JVM crash originating from APM agent

We've been experiencing a SIGSEV JVM crash on our production cluster which seems to originate from the APM Java agent. We haven't been able to establish a pattern of when this happens or what triggers this. The second instance of this error happened after a week, the third one after it had been running for 2 days.

We're running on a eclipse-temurin:17-alpine docker image with APM agent version 1.36.

The error we see is:

#
# A fatal error has been detected by the Java Runtime Environment:
#
#  SIGSEGV (0xb) at pc=0x00007f269de9b474, pid=1, tid=600
#
# JRE version: OpenJDK Runtime Environment Temurin-17.0.7+7 (17.0.7+7) (build 17.0.7+7)
# Java VM: OpenJDK 64-Bit Server VM Temurin-17.0.7+7 (17.0.7+7, mixed mode, sharing, tiered, compressed oops, compressed class ptrs, g1 gc, linux-amd64)
# Problematic frame:
# V  [libjvm.so+0xe34474]  ObjectSynchronizer::FastHashCode(Thread*, oopDesc*)+0x184
Stack: [0x00007f263dfe8000,0x00007f263e0e8aa8],  sp=0x00007f263e0e4e10,  free space=1011k
Native frames: (J=compiled Java code, j=interpreted, Vv=VM code, C=native code)
V  [libjvm.so+0xe34474]  ObjectSynchronizer::FastHashCode(Thread*, oopDesc*)+0x184
V  [libjvm.so+0x90432e]  JVM_IHashCode+0x9e
J 32297  java.lang.System.identityHashCode(Ljava/lang/Object;)I java.base@17.0.7 (0 bytes) @ 0x00007f268f78859a [0x00007f268f7884a0+0x00000000000000fa]
J 63004 c2 com.blogspot.mydailyjava.weaklockfree.AbstractWeakConcurrentMap.containsKey(Ljava/lang/Object;)Z (46 bytes) @ 0x00007f268f203b14 [0x00007f268f203520+0x00000000000005f4]
J 117851 c2 co.elastic.apm.agent.loginstr.reformatting.AbstractEcsReformattingHelper.onAppendEnter(Ljava/lang/Object;)Z (124 bytes) @ 0x00007f26945aa698 [0x00007f26945aa580+0x0000000000000118]
j  co.elastic.apm.agent.jul.reformatting.JulConsoleHandlerPublishAdvice.initializeReformatting(Ljava/util/logging/ConsoleHandler;)Z+4
J 121708 c2 java.util.logging.Logger.log(Ljava/util/logging/LogRecord;)V java.logging@17.0.7 (153 bytes) @ 0x00007f2694acacdc [0x00007f2694acab40+0x000000000000019c]
J 96765 c1 java.util.logging.Logger.doLog(Ljava/util/logging/LogRecord;)V java.logging@17.0.7 (50 bytes) @ 0x00007f268a2ce814 [0x00007f268a2ce560+0x00000000000002b4]

I've also openend an issue with the JVM maintainers (SIGSEV on ObjectSynchronizer::FastHashCode · Issue #831 · adoptium/adoptium-support · GitHub) which also contains the full log.

For the mean time we've disabled log-reformatting instrumentation.

Hi @svenrienstra , thanks for reporting this !

I think you did the right thing by opening an issue on the JVM as the problem seems to be within JVM code.
We can see from the stack trace that the Elastic APM agent calls java.lang.System.identityHashCode , which is implemented by the JVM in native code.
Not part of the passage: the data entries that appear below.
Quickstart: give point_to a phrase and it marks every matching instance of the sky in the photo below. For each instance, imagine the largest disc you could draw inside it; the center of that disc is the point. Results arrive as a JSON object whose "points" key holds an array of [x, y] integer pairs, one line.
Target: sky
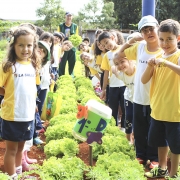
{"points": [[25, 9]]}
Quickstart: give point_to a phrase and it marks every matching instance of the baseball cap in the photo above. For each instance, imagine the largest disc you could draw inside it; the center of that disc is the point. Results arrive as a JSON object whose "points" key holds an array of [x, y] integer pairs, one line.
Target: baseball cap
{"points": [[46, 46], [59, 35], [68, 14], [147, 21]]}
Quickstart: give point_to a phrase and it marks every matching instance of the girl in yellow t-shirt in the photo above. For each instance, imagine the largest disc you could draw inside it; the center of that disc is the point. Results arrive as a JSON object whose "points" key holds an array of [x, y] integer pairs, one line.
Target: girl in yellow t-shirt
{"points": [[18, 77]]}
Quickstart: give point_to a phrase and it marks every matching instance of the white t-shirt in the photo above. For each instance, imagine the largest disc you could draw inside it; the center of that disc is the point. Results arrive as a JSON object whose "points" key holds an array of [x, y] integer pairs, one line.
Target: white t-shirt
{"points": [[20, 92], [129, 83], [45, 76], [142, 55]]}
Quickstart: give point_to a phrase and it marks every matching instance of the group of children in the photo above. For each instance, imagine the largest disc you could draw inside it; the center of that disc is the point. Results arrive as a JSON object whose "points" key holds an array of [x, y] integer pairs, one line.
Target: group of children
{"points": [[26, 74], [142, 75]]}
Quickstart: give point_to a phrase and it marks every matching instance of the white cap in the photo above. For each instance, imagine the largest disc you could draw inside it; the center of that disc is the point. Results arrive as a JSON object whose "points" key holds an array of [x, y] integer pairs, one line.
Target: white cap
{"points": [[147, 21]]}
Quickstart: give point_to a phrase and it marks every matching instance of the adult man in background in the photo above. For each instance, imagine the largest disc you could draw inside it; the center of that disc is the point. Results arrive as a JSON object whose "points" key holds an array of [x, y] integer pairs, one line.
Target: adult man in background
{"points": [[68, 28]]}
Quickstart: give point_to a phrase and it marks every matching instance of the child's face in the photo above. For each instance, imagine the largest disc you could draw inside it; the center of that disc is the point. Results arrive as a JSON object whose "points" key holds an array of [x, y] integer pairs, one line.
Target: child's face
{"points": [[56, 40], [108, 43], [48, 41], [42, 51], [86, 57], [122, 64], [149, 33], [67, 46], [102, 48], [24, 47], [86, 42], [83, 48], [168, 42]]}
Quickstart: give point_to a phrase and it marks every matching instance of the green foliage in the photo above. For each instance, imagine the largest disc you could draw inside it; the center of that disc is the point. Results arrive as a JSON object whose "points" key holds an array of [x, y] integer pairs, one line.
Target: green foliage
{"points": [[3, 45], [59, 131], [61, 118], [3, 176], [52, 13], [112, 121], [83, 81], [7, 25], [127, 12], [64, 169], [75, 39], [61, 147], [113, 144], [116, 166], [2, 55]]}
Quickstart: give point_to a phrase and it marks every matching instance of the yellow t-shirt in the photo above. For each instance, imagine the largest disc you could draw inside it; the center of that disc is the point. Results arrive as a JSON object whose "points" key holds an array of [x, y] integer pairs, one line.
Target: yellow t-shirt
{"points": [[165, 92], [140, 53], [99, 59], [20, 92], [93, 71]]}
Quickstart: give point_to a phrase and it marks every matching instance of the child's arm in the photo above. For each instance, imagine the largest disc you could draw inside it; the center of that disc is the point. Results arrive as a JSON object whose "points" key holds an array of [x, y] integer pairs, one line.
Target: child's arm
{"points": [[114, 71], [170, 65], [2, 91], [148, 73], [129, 43], [105, 83]]}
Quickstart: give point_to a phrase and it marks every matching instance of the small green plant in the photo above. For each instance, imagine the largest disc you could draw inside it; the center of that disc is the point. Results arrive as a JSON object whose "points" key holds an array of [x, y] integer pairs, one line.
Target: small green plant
{"points": [[75, 39], [66, 168], [59, 148], [116, 166]]}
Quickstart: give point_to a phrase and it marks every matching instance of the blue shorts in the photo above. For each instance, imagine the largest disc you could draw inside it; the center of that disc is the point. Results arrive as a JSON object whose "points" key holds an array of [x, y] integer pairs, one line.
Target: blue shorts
{"points": [[17, 131], [163, 133], [128, 116]]}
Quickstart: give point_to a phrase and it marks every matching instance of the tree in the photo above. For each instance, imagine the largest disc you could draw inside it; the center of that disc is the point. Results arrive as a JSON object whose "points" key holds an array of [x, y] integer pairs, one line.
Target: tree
{"points": [[127, 12], [52, 14], [7, 25], [96, 14], [167, 9], [106, 19]]}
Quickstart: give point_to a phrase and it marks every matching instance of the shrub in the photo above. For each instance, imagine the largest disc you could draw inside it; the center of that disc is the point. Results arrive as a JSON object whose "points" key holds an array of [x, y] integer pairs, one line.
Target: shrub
{"points": [[61, 147], [3, 45]]}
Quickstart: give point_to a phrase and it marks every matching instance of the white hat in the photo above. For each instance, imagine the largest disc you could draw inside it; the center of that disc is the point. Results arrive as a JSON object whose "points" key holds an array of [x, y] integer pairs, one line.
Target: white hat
{"points": [[47, 47], [147, 21]]}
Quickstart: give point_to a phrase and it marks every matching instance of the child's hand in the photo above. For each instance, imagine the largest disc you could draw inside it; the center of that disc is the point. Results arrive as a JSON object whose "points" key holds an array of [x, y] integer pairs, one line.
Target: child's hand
{"points": [[103, 95], [114, 70], [151, 62], [159, 61], [137, 36]]}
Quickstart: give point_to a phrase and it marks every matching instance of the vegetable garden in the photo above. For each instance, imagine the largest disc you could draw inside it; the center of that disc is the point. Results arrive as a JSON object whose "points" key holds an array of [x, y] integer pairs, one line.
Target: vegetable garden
{"points": [[114, 159]]}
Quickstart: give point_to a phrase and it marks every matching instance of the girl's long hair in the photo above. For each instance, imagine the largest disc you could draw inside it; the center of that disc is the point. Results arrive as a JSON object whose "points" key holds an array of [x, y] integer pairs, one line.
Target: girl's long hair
{"points": [[11, 54], [118, 35]]}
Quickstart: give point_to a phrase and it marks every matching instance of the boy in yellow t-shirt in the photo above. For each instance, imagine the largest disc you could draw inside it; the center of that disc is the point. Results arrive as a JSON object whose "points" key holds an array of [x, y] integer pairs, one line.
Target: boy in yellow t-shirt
{"points": [[165, 100]]}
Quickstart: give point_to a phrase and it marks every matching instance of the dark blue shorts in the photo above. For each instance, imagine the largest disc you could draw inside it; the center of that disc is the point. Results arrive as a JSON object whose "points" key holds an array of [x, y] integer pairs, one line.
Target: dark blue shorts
{"points": [[128, 116], [163, 133], [17, 131]]}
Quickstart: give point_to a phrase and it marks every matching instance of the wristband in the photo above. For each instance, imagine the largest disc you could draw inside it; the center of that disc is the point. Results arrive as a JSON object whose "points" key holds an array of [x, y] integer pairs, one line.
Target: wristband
{"points": [[127, 42], [163, 63]]}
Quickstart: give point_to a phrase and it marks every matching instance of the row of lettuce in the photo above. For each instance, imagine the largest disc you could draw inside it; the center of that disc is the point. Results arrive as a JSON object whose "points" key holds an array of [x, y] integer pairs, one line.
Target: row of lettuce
{"points": [[115, 158]]}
There are a few things that aren't visible in the crash report though, could you please provide more details on:

  • how does the agent is setup ? we don't see the -javaagent in the JVM arguments
  • can you provide the agent configuration (without sensitive values) ?
  • are you using the sampling profiler ?
  • what is the frequency of those crashes ?

Thanks in advance !

Hi @Sylvain_Juge ,

Answers to your questions:

  • We attach programatically using ElasticApmAttacher.attach();
  • This is our config
2023-06-29 21:37:56,849 [Attach Listener] INFO  co.elastic.apm.agent.configuration.StartupInfo - Starting Elastic APM 1.36.0 as ** (23.12.0) on Java 17.0.7 Runtime version: 17.0.7+7 VM version: 17.0.7+7 (Eclipse Adoptium) Linux 5.10.162+
23:37:56.850
2023-06-29 21:37:56,850 [Attach Listener] INFO  co.elastic.apm.agent.configuration.StartupInfo - service_name: '**' (source: /configuration/elasticapm.properties)
23:37:56.850
2023-06-29 21:37:56,850 [Attach Listener] INFO  co.elastic.apm.agent.configuration.StartupInfo - environment: 'NL-PROD' (source: /configuration/elasticapm.properties)
23:37:56.851
2023-06-29 21:37:56,850 [Attach Listener] INFO  co.elastic.apm.agent.configuration.StartupInfo - disable_instrumentations: 'log-reformatting' (source: /configuration/elasticapm.properties)
23:37:56.851
2023-06-29 21:37:56,851 [Attach Listener] INFO  co.elastic.apm.agent.configuration.StartupInfo - config_file: '/configuration/elasticapm.properties' (source: Environment Variables)
23:37:56.851
2023-06-29 21:37:56,851 [Attach Listener] INFO  co.elastic.apm.agent.configuration.StartupInfo - plugins_dir: '/' (source: /configuration/elasticapm.properties)
23:37:56.851
2023-06-29 21:37:56,851 [Attach Listener] INFO  co.elastic.apm.agent.configuration.StartupInfo - secret_token: 'XXXX' (source: /configuration/elasticapm.properties)
23:37:56.851
2023-06-29 21:37:56,851 [Attach Listener] INFO  co.elastic.apm.agent.configuration.StartupInfo - server_urls: '**' (source: /configuration/elasticapm.properties)
23:37:56.851
2023-06-29 21:37:56,851 [Attach Listener] INFO  co.elastic.apm.agent.configuration.StartupInfo - application_packages: 'com.h4h' (source: /configuration/elasticapm.properties)
  • We do not use the sampling profiler
  • So far we've had 3 of these crashes, between the first and second one there was a week in between. Between the second and third there were two days in between.

Thanks for the details !

As you are not using the sampling profiler, there is no native code involved by the Java agent that could interfere with the JVM code, so here we need to wait for any feedback from the JVM team.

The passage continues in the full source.